Tonawanda News — Natalie Brown, owner of North Tonawanda’s Project 308 gallery, took a page from her father’s book Saturday and brought back art to Oliver Street as part of a day-long festival.
Brown’s father, Paul Brown, was the originator of a successful art festival on the street in the mid to late 2000s. Brown said she wanted to re-establish the event to bring arts back closer to the community and residents who live around the gallery.
“I took tips from my father, but am also doing it all in my own style,” she said.
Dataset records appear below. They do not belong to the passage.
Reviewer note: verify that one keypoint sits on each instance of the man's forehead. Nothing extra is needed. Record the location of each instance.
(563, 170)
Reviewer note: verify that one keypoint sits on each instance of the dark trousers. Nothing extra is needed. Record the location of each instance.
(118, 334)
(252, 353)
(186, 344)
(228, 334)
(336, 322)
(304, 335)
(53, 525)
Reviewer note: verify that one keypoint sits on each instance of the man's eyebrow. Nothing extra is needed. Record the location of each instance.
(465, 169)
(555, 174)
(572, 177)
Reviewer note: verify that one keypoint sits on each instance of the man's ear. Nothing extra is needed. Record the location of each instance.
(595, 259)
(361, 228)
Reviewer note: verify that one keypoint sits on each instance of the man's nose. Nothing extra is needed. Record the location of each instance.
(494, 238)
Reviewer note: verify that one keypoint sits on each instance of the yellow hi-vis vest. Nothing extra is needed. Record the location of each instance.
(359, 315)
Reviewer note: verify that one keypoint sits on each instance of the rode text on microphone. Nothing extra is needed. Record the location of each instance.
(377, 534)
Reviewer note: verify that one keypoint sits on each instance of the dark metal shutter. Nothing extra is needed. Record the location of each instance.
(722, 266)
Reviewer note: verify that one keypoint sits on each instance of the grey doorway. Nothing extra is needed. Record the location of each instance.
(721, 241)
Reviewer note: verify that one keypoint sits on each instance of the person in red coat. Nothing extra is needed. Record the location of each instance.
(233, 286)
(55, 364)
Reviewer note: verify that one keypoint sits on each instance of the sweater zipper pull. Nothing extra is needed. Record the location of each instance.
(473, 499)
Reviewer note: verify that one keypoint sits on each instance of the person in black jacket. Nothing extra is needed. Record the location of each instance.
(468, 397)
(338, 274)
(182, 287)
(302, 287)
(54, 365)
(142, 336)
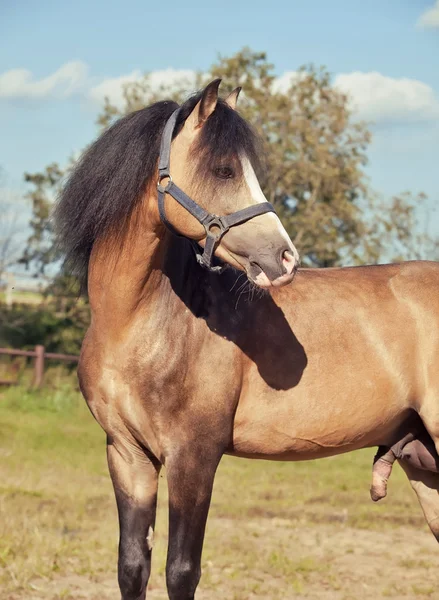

More than 50 vendors set up shop in Oliver between Schenk and Robinson streets for the festival, which celebrated the one year anniversary of the opening of Project 308. Many of the artists who took part Saturday have displayed their art at the gallery, Brown said.
After a year of success, she said she was happy to celebrate.
“We have expanded a lot since the first show, and everything has been going very well,” she said. “I just feel so lucky that I am able to do this ... some cities wouldn’t allow you to close streets and have a fest, but everyone here has been so helpful.”
Vendors at the event offered a huge range of creations, including handmade clothing, jewelry, paintings and photographs. Sherri Marranca, who was the first artist to display her work at Project 308, was one of the artists on hand Saturday.
Marranca started painting about 10 years ago after being inspired to create work that her young daughter, who is blind, can appreciate. She has since been featured on the “Today” show.
“Everything is very durable, and everything has texture so you can touch it to experience it,” she said.
Kailee Brohman, another painter, was publicly displaying her art for the first time Saturday. She was thankful and nervous for the opportunity, but also expressed gratitude for all that Brown has down for the area.
“I just love what she is bringing to North Tonawanda,” she said. “Normally, you have to go downtown for something like this, but now, thanks to her, it’s right here.”
Attendees on Saturday also got to grab a bite to eat from Lumber Jake’s Burgers and Shakes, and try some wine from The Traveling Vineyard. Performances were put on by the Marjorie Blakely Dance Studio and Danceamour, and two glassblowers, Jason Rochevot and Aaron Brown, were also there to entertain the crowd. And kids also got the chance to exercise their creative side by painting at a children’s station at the event.
Although Brown is looking for a full-time job and may reduce her time at the gallery, she knows she wants to continue her work with Project 308 and put on another festival.
“Regardless, I want to do this again, and learn from what went well this year and what I could improve upon,” she said. “It’s a lot of fun.”